RPSEA aids seismic, well planning research

June 12, 2014
The Research Partnership to Secure Energy for America will provide $1.9 million to a wholly owned subsidiary of the Society of Exploration Geophysicists for joint-industry research into the use of seismic data in well planning.

The Research Partnership to Secure Energy for America will provide $1.9 million to a wholly owned subsidiary of the Society of Exploration Geophysicists for joint-industry research into the use of seismic data in well planning.

SEG Advanced Modeling Corp. (SEAM) is conducting the project, which it calls Pressure Prediction and Hazard Avoidance.

“The intent of this project is to show our industry what current practice will produce when compared to a perfectly known geologic setting and fluid setting when the data used to determine pore pressure is as perfect as it will ever be,” said Bill Head, ultradeepwater senior manager of RPSEA, a nonprofit organization that manages research programs under contract to the Department of Energy National Energy Technology Laboratory. “Then opportunity exists to improve how we predict pore pressure from seismic now and hopefully create suggestions to advance the science to a better, safer outcome.”

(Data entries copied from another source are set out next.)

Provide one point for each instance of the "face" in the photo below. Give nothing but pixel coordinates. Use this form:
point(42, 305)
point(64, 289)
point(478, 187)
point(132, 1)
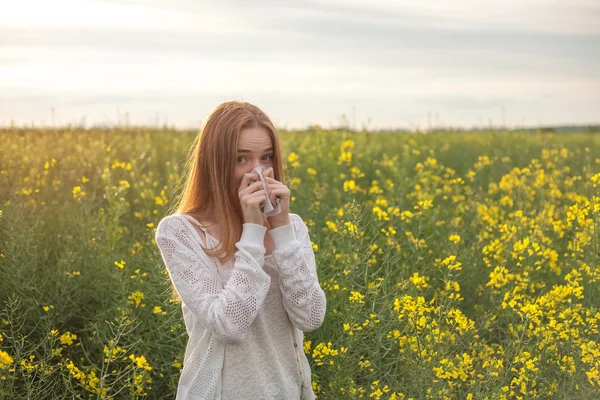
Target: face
point(254, 149)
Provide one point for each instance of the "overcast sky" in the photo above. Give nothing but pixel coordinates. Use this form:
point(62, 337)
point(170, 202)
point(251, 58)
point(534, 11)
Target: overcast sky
point(395, 63)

According to SEAM, the research consortium will provide a forum through which industry experts assess challenges in the use of seismic velocity and other seismic attributes to construct predrill pore pressure and shallow-hazards forecasts.

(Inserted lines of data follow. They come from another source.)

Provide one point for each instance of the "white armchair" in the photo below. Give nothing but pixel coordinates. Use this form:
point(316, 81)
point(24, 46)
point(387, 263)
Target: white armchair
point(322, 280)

Project participants will use those challenges to design a comprehensive earth model and to acquire, through advanced computer simulation, benchmark data sets to be used by industry for quantifying risk and uncertainty associated with velocity models derived from seismic work.

The researchers also will develop methods for assessing risk and uncertainty in pressure prediction from seismic. The work will focus on the deepwater Gulf of Mexico, but results are expected to be more broadly applicable.